Un exemple qui m’a particulièrement marqué est celui d’une patiente d’une soixantaine d’années que j’ai reçue alors que je débutais comme chef de clinique. Elle avait une très grande réticence vis-à-vis des médecins. En surpoids, fumeuse, pré-diabétique, avec du cholestérol … elle avait le sentiment que le corps médical lui faisait la morale. La première consultation a été très difficile, c’était un contact d’opposition. Mais au fur et à mesure, avec le temps, une relation de confiance s’est installée. Avec les années, elle a perdu du poids, arrêté de fumer et elle pratique maintenant des activités sportives. Un jour elle m’a envoyé une lettre m’expliquant que j’avais "changé sa vie". Alors qu’elle ne faisait pas du tout confiance au corps médical après ce qu’elle avait vécu, j’étais le premier à qui elle faisait vraiment confiance. D’ailleurs, pour le vaccin anti-Covid, c’est à moi qu’elle a demandé conseil ! Je suis passé de médecin dont on se méfie à quelqu’un à qui on fait totalement confiance. Cette évolution, cette relation humaine, a été pour moi très particulière et très importante. »

 
Je suis passé de médecin dont on se méfie à quelqu’un à qui on fait totalement confiance
 

Dr Walid Amara (rythmologue, GHI Le Raincy-Montfermeil) :

« Ce sont souvent ces petits mots, comme cette lettre manuscrite que j’ai reçue récemment, qui nous boostent ! :

Il y a 10 ans, jour pour jour, j’arrivais dans votre service après avoir fait une mort subite… Coma, pronostic vital engagé pendant plusieurs jours. Puis vous m’avez implanté un DAI qui m’a sauvé la vie 2 fois encore. Aujourd’hui, sans séquelle, je profite à fond de cette nouvelle belle vie. Tout ceci grâce à vous et à votre équipe. Je ne pouvais laisser passer cet anniversaire sans vous renouveler mes remerciements ! »

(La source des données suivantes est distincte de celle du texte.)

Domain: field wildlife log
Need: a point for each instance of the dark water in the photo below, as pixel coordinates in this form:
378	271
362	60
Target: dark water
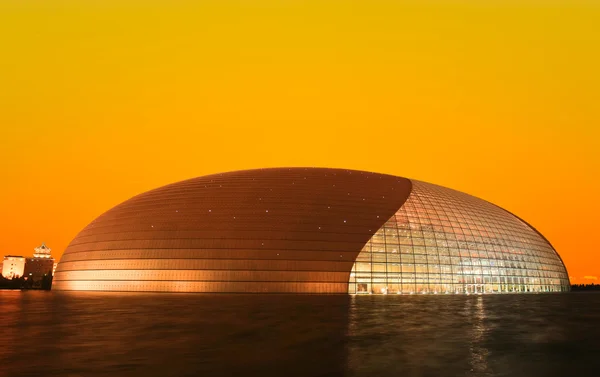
100	334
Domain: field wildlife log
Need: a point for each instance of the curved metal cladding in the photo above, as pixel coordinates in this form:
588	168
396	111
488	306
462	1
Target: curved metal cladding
268	230
446	241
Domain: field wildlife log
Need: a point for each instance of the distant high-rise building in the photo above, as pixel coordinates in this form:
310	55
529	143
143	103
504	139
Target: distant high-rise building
13	266
42	252
42	263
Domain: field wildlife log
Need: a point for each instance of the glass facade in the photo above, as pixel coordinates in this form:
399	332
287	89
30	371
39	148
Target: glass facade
442	241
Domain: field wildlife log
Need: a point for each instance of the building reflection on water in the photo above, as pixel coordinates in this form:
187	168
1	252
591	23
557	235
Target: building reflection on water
100	334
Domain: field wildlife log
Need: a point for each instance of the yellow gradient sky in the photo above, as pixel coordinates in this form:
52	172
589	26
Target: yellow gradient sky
102	100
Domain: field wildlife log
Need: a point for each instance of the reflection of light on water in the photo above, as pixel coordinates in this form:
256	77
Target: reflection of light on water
479	353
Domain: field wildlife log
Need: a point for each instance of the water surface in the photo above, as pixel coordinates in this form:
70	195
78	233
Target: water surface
118	334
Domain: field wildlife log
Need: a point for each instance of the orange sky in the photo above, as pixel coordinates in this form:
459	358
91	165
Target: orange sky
100	101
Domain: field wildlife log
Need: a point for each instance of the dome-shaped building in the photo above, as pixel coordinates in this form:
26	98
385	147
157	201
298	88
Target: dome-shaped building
309	230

Dr Manuel Rodrigues  (oncologue médical à l’Institut Curie) :

« La gratitude des patients est en effet un moteur majeur pour nous, soignants. La plupart d’entre nous ont choisi ce métier, non pas pour faire carrière ou pour l’argent, mais pour aider les patients. Néanmoins, il me semble que la situation se dégrade progressivement. De plus en plus de patients voient les soignants comme des prestataires de service, en particulier les paramédicaux. Paradoxalement, le risque principal est pour les patients. Face à une telle attitude, les soignants peuvent en venir à remettre en cause leur vocations et deviennent de plus en plus froids, avec un sentiment de dépersonnalisation. Le contrecoup est d'autant plus violent actuellement que ces mêmes soignants étaient applaudis il y a 1 an à peine.

Il est difficile d'anticiper ce qui va toucher le patient. Parfois un simple appel anodin pour prendre des nouvelles va particulièrement marquer le patient et il vous fera part de sa reconnaissance toute sa vie. Parfois, c’est un mot, un regard ou un geste qui va lui donner du courage ― certains nous le confient plusieurs semaines, voire des mois après la consultation. Et à l’inverse, il arrive que certains mots blessent, sans qu’on n’en ait conscience. C’est ce qui fait la subtilité de la relation médicale, comme de la relation humaine en générale d’ailleurs. »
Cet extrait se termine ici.